Every question in this guide is built on that framework. The student who understands WHY emphysema reduces DLCO while chronic bronchitis does not will never miss that question again — regardless of which clinical disguise the NBME puts on it. The student who understands WHY a normal PaCO2 in a severe asthmatic is a danger sign will recognize it in any context.
Work through these questions actively.
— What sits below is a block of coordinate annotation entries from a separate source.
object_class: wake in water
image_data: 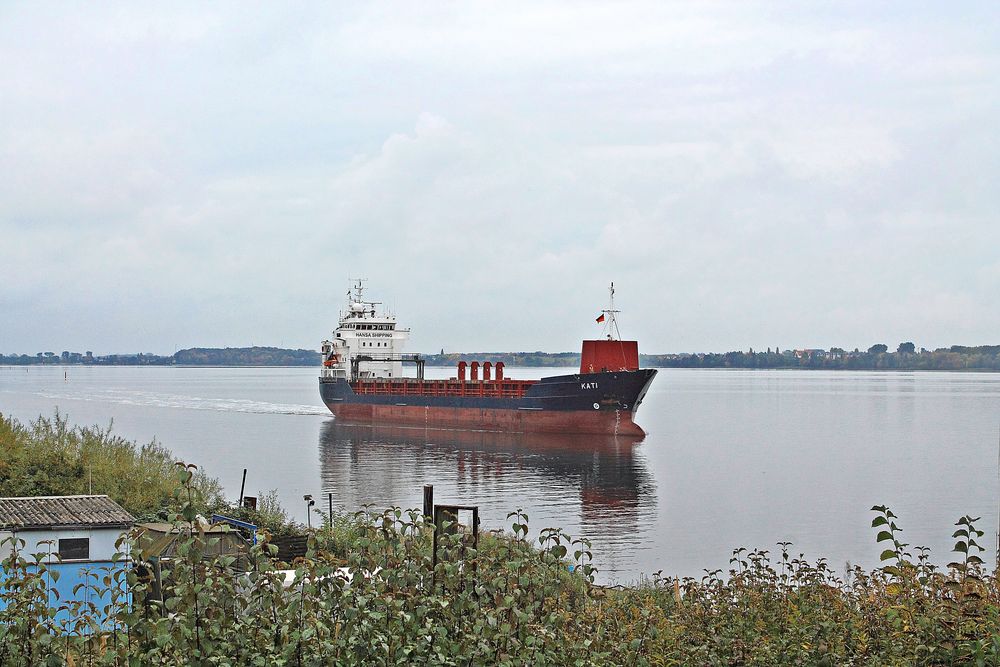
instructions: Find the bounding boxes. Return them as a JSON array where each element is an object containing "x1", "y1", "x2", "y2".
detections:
[{"x1": 28, "y1": 389, "x2": 329, "y2": 415}]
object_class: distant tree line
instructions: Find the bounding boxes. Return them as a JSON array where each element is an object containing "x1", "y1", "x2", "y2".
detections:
[
  {"x1": 640, "y1": 342, "x2": 1000, "y2": 371},
  {"x1": 0, "y1": 347, "x2": 320, "y2": 366}
]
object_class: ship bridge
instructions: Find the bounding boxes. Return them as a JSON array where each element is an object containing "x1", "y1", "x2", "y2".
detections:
[{"x1": 322, "y1": 279, "x2": 414, "y2": 381}]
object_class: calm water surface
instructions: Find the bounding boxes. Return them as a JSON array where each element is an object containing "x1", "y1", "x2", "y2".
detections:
[{"x1": 0, "y1": 366, "x2": 1000, "y2": 581}]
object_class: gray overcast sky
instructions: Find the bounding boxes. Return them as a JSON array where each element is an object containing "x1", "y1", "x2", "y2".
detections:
[{"x1": 0, "y1": 0, "x2": 1000, "y2": 353}]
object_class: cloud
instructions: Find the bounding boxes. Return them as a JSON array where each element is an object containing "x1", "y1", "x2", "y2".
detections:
[{"x1": 0, "y1": 2, "x2": 1000, "y2": 352}]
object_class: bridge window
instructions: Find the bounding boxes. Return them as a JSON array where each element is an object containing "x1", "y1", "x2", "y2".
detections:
[{"x1": 59, "y1": 537, "x2": 90, "y2": 560}]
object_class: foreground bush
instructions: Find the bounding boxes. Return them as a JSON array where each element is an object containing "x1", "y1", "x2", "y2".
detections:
[
  {"x1": 0, "y1": 467, "x2": 1000, "y2": 666},
  {"x1": 0, "y1": 412, "x2": 222, "y2": 518}
]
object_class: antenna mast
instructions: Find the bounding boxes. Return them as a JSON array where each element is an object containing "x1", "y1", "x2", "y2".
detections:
[{"x1": 601, "y1": 281, "x2": 622, "y2": 340}]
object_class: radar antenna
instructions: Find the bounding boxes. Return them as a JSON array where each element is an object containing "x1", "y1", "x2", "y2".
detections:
[{"x1": 601, "y1": 281, "x2": 622, "y2": 340}]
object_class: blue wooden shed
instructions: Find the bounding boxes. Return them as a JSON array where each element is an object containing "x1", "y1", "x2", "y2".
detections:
[{"x1": 0, "y1": 496, "x2": 135, "y2": 624}]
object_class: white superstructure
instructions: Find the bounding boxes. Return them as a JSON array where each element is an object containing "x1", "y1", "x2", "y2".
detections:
[{"x1": 322, "y1": 279, "x2": 410, "y2": 380}]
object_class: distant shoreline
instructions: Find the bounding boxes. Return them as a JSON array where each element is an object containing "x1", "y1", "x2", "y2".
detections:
[{"x1": 0, "y1": 343, "x2": 1000, "y2": 372}]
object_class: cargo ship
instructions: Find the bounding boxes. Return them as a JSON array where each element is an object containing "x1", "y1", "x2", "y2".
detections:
[{"x1": 319, "y1": 280, "x2": 656, "y2": 436}]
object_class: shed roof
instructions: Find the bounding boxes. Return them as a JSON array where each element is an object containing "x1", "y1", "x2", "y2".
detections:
[{"x1": 0, "y1": 496, "x2": 135, "y2": 530}]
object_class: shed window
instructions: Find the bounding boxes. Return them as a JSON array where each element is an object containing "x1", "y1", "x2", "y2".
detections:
[{"x1": 59, "y1": 537, "x2": 90, "y2": 560}]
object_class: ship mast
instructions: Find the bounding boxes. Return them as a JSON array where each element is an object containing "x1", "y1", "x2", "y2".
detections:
[{"x1": 601, "y1": 281, "x2": 622, "y2": 340}]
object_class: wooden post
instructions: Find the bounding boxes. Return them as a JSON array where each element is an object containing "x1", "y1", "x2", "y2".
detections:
[{"x1": 424, "y1": 484, "x2": 434, "y2": 519}]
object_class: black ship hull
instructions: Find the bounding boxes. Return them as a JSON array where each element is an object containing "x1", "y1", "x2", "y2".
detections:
[{"x1": 319, "y1": 369, "x2": 656, "y2": 435}]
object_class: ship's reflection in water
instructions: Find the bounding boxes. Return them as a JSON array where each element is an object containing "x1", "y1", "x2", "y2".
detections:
[{"x1": 319, "y1": 420, "x2": 656, "y2": 581}]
Build the physiology. Own the PFT table. Master the pneumonia organisms. Understand the lung cancer paraneoplastic syndromes. These are among the most reliably testable, most scoring-generating concepts on the entire USMLE exam.
Disclaimer: This content is for USMLE Step 1 and Step 2 CK examination preparation purposes only. It does not constitute clinical medical advice. Always refer to current clinical guidelines and licensed healthcare providers for patient care decisions.